AUSTIN (KXAN) — Satellite images of rural towns, sprawling woodlands and grooved mountainsides fill the computer screens as homeowners and students scroll across digital maps.
This group of a few dozen people gathered on Friday at the Perry Castenada Library on the University of Texas at Austin campus for a four-hour disaster relief mapathon to bolster humanitarian efforts in Puerto Rico, where 91 percent of the island is still without electricity, and Mexico, which was ravaged by a 6.1 earthquake.
With President Donald Trump threatening to pull emergency responders from Puerto Rico, major universities around the nation are stepping in to help aid organizations better supply aid through open-source mapping which will allow organizations to pinpoint people in need and better allocate aid.
Universities from all over the country put their information into OpenStreetMap, a free wiki global map and open source platform that contains information on places around the globe. Volunteers then eagerly follow along and hand trace routes as guides process it to them.

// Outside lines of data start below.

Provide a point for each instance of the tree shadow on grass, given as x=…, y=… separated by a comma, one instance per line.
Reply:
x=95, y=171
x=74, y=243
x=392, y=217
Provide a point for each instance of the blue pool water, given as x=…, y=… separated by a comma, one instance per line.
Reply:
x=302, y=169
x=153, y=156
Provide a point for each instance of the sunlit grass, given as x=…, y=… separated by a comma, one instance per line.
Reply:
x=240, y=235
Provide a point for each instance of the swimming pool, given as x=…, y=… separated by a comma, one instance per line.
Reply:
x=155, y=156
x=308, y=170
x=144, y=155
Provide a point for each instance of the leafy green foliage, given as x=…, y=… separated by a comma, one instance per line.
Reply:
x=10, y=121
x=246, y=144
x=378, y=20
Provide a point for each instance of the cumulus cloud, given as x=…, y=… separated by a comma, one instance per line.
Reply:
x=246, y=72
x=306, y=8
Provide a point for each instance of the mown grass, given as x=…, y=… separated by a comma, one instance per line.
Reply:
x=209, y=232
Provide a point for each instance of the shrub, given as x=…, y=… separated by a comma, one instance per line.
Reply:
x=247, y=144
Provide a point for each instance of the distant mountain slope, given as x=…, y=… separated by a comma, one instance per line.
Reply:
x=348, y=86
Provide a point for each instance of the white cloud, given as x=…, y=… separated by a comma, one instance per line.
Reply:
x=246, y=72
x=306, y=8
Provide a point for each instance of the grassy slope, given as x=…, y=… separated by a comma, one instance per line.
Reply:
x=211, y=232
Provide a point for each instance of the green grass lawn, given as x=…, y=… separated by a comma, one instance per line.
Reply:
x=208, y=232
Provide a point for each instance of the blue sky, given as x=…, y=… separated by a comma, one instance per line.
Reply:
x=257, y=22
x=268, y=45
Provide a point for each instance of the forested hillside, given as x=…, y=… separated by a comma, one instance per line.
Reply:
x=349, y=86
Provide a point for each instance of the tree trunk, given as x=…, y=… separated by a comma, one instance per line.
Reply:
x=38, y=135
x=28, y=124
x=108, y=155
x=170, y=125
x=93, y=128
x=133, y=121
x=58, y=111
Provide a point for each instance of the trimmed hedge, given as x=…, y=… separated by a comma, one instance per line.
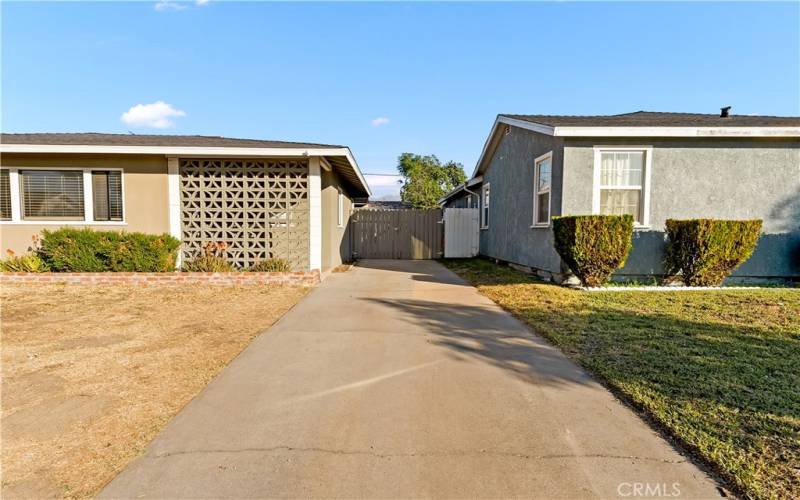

Hannah Alpert-Abrams, a post-doctoral fellow at the LLILAS Benson Latin American Studies and Collections guided volunteers in using GIS to identify buildings and collect data for aid workers on the ground in these countries.
“We have lots and lots of data for places like Austin but we don’t have data or information for more rural places, places outside the continental U.S.,” explains Alpert-Abrams. “Aid organizations need information about where people are located and what kind of infrastructure in order to better allocate resources and make decisions.”
Alpert-Abrams says this will make allocating aid much more effective. Projects like this have worked before when new maps were created following a hurricane in Haiti and earthquake in Nepal.
“Our goal is to help get them that information so that they can be more effective in providing aid,” says Alpert-Abrams.